Di qui le proposte della Cgil: “È indispensabile — prosegue la sindacalista — costruire una pensione contributiva di garanzia per i più giovani e per chi ha carriere discontinue, e introdurre una vera flessibilità in uscita che metta al centro le donne, riconosca pienamente il peso dei lavori gravosi e usuranti e valorizzi il lavoro di cura. Allo stesso tempo è urgente bloccare l’adeguamento automatico all’aspettativa di vita, che continua ad allontanare il momento del pensionamento e rischia di avere ripercussioni pesanti proprio sulle nuove generazioni”.

Senza trascurare chi è già in pensione, “perché i pensionati non possono essere trattati come un bancomat dello Stato.
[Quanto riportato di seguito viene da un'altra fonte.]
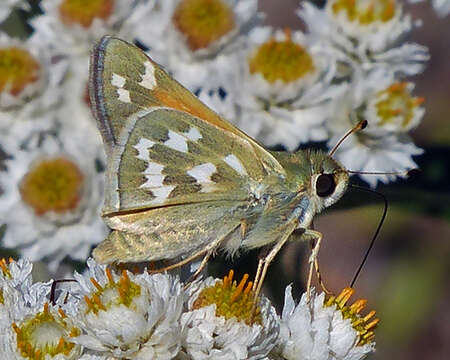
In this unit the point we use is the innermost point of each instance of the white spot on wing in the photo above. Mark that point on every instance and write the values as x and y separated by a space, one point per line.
124 95
142 147
176 141
162 193
202 173
193 134
153 181
154 175
117 80
153 169
148 79
234 162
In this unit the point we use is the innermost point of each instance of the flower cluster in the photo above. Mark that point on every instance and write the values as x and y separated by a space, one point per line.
282 86
111 315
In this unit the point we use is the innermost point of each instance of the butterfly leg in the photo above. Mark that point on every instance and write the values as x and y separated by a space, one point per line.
319 276
313 258
264 263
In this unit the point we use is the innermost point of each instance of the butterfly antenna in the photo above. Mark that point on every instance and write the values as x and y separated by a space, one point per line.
377 231
361 125
404 173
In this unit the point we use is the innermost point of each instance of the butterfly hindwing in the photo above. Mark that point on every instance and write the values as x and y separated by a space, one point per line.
148 235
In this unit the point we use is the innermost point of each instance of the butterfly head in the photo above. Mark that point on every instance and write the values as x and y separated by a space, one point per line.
315 172
328 179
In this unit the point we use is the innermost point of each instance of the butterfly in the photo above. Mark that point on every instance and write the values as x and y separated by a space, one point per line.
183 182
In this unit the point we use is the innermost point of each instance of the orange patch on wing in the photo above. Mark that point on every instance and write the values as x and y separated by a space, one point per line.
190 104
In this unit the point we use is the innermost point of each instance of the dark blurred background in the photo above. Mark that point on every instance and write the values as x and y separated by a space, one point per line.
406 278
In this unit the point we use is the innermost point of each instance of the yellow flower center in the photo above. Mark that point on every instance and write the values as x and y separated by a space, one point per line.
396 101
18 68
52 185
114 293
45 334
231 300
203 21
281 60
363 325
83 12
365 12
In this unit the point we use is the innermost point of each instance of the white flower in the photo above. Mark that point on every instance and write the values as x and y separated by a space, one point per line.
384 146
30 86
366 34
324 329
197 40
6 6
132 316
226 329
73 27
52 198
283 91
16 273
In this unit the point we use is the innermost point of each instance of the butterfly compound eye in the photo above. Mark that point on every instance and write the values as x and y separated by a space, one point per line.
325 185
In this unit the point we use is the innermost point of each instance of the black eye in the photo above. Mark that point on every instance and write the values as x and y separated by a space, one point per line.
325 185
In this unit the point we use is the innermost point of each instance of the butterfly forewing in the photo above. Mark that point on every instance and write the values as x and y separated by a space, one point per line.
124 81
171 157
164 146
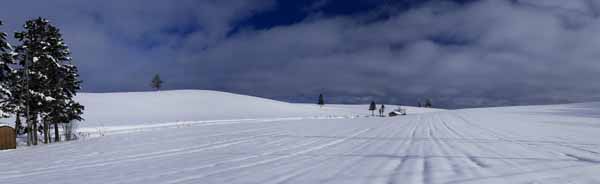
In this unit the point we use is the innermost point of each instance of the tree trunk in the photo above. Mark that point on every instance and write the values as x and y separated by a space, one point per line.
46 132
29 130
35 130
56 134
17 124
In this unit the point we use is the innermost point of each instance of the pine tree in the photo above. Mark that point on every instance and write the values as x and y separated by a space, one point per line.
372 108
6 59
47 81
156 82
321 100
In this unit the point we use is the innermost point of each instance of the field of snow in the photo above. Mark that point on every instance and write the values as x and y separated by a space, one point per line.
264 141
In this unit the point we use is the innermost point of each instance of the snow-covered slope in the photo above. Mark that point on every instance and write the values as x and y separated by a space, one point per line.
134 108
532 144
143 108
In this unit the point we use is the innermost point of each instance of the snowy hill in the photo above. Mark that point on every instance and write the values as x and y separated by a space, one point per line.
139 108
529 144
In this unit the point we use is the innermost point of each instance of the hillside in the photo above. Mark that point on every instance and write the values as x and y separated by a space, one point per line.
530 144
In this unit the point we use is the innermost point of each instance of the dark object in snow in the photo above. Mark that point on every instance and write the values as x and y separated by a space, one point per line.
321 101
157 82
372 108
8 140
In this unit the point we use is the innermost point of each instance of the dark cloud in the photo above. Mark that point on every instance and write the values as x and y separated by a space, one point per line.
480 53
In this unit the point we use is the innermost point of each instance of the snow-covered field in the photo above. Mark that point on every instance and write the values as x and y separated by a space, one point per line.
213 137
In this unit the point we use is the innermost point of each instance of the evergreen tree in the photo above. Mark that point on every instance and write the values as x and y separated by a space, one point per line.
321 100
47 81
6 74
372 108
6 59
156 82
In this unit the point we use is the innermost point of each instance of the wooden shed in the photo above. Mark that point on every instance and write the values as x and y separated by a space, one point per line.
7 137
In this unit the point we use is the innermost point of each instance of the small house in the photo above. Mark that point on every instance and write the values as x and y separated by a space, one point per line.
7 137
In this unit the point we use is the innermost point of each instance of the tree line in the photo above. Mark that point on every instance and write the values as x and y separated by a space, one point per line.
38 82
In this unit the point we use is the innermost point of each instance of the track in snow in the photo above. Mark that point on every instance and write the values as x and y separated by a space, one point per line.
441 147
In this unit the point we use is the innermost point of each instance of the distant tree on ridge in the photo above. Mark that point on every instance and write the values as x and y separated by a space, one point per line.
156 82
321 101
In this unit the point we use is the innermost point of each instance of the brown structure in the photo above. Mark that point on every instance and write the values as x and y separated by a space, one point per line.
7 138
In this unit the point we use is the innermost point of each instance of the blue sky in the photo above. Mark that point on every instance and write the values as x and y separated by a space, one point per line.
459 53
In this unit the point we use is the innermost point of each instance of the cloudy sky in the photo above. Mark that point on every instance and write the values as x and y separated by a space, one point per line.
459 53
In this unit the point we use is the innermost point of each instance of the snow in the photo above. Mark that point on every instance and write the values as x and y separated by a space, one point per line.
302 143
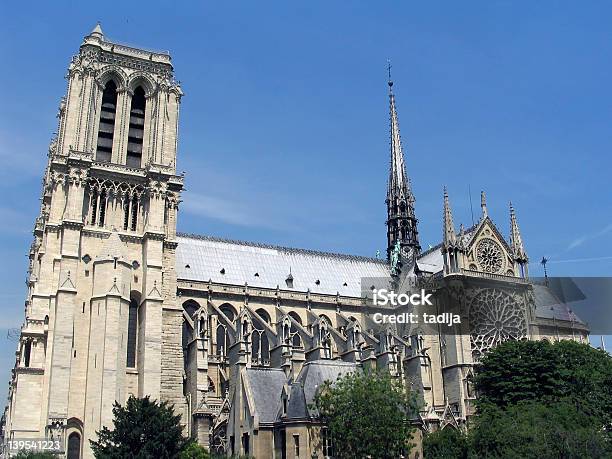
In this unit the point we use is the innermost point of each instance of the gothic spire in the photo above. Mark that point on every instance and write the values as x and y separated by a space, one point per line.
450 238
97 31
401 220
483 204
515 238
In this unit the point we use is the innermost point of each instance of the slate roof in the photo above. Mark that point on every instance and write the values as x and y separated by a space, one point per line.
202 258
548 306
266 385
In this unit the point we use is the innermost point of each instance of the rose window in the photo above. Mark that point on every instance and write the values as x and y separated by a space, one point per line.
495 316
490 256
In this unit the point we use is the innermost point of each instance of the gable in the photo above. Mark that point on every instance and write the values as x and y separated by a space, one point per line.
487 251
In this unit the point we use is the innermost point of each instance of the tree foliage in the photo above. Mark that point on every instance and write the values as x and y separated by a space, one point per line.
143 428
446 443
368 415
536 400
535 429
518 371
194 451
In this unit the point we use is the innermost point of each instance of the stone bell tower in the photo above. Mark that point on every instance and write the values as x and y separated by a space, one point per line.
101 315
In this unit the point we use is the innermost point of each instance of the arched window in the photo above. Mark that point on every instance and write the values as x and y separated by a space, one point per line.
106 129
295 316
265 349
130 211
229 311
260 348
132 334
296 341
98 198
255 338
74 446
264 315
27 350
222 341
136 130
190 307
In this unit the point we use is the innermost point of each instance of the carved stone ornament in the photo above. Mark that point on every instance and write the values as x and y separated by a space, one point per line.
490 256
495 316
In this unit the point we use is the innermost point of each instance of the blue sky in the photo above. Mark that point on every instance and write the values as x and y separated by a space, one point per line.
284 123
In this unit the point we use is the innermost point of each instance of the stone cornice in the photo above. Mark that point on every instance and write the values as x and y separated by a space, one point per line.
283 296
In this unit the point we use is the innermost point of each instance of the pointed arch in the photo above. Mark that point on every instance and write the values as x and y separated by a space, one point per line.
106 125
143 80
138 106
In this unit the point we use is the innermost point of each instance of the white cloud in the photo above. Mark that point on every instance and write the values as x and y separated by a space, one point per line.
588 237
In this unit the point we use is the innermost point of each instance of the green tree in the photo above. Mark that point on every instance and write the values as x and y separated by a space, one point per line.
35 455
142 429
368 415
517 371
535 429
448 443
194 451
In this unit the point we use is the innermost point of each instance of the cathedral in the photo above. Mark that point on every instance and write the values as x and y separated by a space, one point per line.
238 336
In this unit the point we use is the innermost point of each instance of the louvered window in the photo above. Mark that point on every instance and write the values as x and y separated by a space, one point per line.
106 130
136 129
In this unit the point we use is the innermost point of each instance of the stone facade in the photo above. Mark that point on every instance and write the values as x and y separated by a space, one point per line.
238 336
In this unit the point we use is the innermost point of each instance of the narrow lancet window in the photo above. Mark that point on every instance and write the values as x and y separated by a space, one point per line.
106 130
136 130
132 332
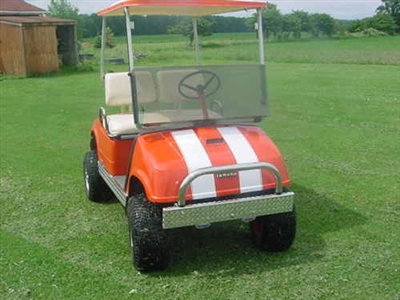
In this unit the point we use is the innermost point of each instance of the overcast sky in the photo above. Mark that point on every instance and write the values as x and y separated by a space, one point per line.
340 9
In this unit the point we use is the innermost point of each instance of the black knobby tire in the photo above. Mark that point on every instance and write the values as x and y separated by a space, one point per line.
274 233
148 239
96 189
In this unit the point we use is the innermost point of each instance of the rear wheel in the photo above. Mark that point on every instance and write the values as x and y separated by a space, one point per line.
274 233
148 239
96 189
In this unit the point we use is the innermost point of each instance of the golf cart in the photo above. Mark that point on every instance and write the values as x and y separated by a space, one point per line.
188 151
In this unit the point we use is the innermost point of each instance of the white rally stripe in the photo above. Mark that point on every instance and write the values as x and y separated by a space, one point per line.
250 181
195 157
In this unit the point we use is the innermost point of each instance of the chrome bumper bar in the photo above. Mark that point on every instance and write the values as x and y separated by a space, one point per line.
246 209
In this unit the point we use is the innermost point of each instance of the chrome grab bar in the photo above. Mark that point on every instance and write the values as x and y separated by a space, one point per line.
230 168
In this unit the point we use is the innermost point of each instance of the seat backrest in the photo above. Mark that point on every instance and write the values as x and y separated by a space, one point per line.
168 82
118 88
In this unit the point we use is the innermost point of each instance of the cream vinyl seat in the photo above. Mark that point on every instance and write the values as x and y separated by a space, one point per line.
118 93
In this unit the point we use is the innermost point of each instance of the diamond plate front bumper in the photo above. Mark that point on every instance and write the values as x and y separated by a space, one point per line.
234 209
247 209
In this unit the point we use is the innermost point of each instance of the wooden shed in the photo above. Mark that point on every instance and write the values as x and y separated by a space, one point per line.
31 43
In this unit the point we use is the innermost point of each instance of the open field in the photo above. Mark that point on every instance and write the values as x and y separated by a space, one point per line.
243 48
335 118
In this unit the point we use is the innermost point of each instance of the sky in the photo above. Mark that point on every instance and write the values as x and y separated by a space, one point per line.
339 9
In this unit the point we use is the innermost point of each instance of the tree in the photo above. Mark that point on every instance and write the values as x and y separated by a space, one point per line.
381 22
392 8
65 10
62 9
110 43
322 24
185 27
272 20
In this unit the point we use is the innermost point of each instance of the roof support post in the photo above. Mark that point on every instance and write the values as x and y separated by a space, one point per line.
260 36
103 46
129 39
196 41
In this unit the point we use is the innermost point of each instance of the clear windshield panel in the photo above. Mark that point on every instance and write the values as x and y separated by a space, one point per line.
200 93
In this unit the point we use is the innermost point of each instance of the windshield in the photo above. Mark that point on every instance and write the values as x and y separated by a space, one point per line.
200 93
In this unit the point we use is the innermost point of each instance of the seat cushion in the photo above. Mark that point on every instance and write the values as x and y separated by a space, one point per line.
122 124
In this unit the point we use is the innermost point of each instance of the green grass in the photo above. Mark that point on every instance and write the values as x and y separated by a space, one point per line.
243 48
336 123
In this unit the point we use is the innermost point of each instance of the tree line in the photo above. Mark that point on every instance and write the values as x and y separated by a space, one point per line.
275 23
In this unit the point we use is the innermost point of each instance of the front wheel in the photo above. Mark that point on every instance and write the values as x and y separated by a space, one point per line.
274 233
148 239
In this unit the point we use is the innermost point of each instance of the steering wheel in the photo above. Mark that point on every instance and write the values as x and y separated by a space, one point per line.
200 89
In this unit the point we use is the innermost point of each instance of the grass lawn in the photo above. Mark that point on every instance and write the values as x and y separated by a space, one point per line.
336 121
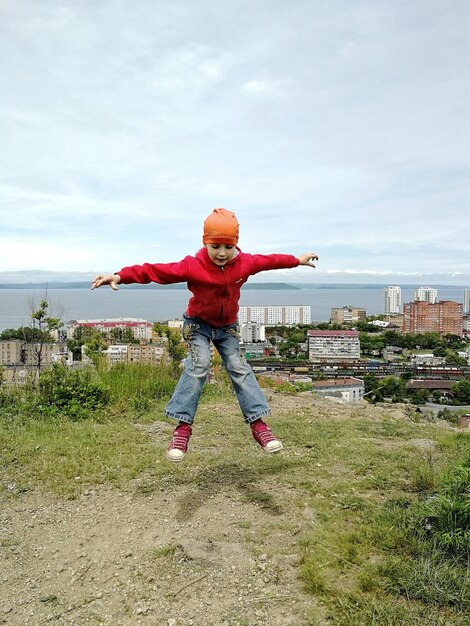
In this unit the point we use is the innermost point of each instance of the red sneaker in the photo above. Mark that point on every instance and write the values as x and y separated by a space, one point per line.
178 446
264 436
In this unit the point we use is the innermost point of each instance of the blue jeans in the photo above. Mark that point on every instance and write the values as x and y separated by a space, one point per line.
198 333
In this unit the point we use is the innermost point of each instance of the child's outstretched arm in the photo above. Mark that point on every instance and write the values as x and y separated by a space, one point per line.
111 279
307 258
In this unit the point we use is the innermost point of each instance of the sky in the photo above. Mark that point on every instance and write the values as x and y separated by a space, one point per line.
340 127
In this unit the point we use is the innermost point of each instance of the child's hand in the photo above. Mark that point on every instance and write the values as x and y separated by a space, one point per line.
112 280
307 258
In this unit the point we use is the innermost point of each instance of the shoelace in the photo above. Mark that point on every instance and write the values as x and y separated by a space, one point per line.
265 435
179 442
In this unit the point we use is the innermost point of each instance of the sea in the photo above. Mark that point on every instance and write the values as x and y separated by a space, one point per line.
155 303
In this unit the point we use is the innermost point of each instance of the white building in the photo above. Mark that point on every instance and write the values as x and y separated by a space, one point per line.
342 390
466 300
141 329
333 345
426 294
274 315
392 299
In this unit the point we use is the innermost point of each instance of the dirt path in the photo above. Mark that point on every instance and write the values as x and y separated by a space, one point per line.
181 555
115 558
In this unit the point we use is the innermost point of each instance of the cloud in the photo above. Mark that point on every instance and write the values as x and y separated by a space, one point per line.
341 128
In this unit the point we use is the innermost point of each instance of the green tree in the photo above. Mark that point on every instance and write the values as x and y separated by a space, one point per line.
42 325
94 349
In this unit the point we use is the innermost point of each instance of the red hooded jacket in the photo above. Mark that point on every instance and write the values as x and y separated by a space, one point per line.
216 290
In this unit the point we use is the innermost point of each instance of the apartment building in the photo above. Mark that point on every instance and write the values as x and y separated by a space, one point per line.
141 329
444 317
333 345
274 315
252 332
348 389
426 294
392 300
466 301
347 315
135 353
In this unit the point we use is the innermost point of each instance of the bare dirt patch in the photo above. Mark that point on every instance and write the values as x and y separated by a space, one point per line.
169 554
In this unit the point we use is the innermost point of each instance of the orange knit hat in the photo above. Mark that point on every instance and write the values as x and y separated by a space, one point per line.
221 226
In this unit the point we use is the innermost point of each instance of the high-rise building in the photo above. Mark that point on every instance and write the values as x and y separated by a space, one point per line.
426 294
272 315
466 300
347 315
333 345
392 296
445 317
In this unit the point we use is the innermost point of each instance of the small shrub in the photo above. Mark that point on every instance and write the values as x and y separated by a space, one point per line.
74 393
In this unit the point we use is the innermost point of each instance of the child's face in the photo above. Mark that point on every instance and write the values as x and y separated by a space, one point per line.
220 253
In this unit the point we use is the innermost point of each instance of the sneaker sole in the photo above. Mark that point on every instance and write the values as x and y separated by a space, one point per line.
173 459
277 448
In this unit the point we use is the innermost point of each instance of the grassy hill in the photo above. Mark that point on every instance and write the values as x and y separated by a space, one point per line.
356 522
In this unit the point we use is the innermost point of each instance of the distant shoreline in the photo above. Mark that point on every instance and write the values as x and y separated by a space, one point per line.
86 285
271 286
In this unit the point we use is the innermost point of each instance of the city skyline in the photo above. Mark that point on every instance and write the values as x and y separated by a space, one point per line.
334 127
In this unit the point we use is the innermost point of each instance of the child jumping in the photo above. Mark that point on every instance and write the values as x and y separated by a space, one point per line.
214 276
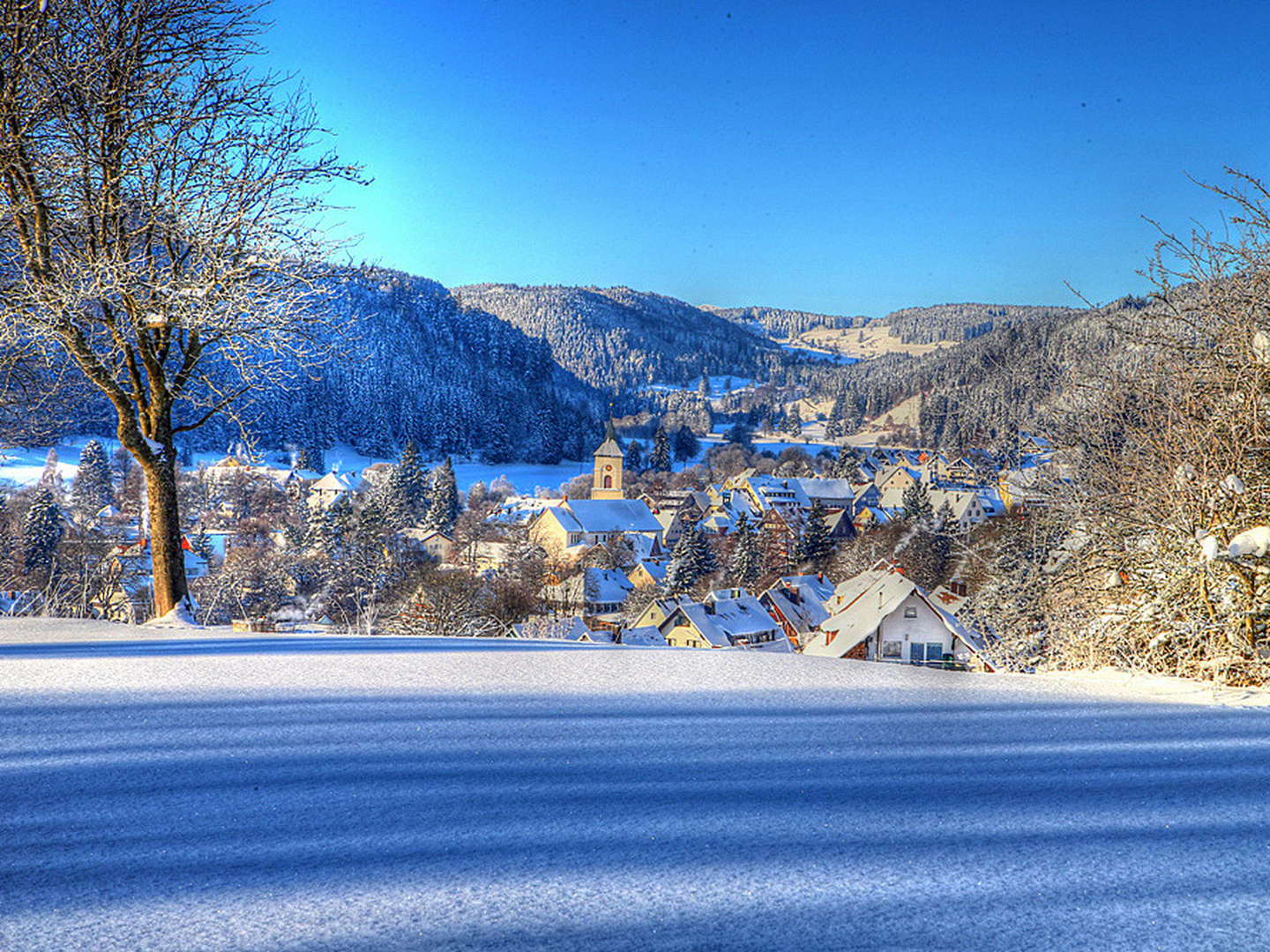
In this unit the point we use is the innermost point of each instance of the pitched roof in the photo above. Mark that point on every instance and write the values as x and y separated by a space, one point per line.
334 482
646 636
727 621
612 516
862 603
609 446
800 600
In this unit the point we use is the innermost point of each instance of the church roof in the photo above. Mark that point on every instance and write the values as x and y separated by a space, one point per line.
609 446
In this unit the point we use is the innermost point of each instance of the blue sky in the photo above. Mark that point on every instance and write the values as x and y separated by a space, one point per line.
841 158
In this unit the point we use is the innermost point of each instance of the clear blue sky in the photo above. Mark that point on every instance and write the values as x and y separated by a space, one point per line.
845 158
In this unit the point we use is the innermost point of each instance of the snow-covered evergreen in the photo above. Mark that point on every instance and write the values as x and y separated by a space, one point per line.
41 531
93 487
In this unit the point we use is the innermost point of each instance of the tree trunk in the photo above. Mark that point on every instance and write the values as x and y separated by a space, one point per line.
167 555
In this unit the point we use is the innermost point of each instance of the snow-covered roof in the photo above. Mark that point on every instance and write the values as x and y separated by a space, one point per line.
862 603
725 622
830 492
592 587
565 628
646 636
655 570
334 482
612 516
800 599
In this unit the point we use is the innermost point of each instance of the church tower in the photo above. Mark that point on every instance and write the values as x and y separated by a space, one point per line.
608 480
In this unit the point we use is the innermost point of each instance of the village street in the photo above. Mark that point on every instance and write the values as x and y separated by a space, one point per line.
496 796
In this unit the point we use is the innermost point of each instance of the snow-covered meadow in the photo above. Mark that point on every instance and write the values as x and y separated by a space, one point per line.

È necessaria una rivalutazione piena delle pensioni in essere, per difendere il potere d’acquisto di chi ha già lavorato una vita e oggi fatica ad affrontare l’aumento dei prezzi e del costo della vita”, aggiunge.

“È tempo di rimettere la giustizia sociale al centro delle politiche del Paese, restituendo a lavoratrici, lavoratori e pensionati ciò che è stato tolto e costruendo finalmente un sistema previdenziale più giusto, inclusivo e sostenibile, capace di guardare al futuro con equità e solidarietà. Basta con gli slogan: il sistema previdenziale deve tornare a garantire dignità e sicurezza a chi lavora, non a fare cassa sulla pelle dei pensionati di domani, delle giovani generazioni e delle donne”, conclude Ghiglione.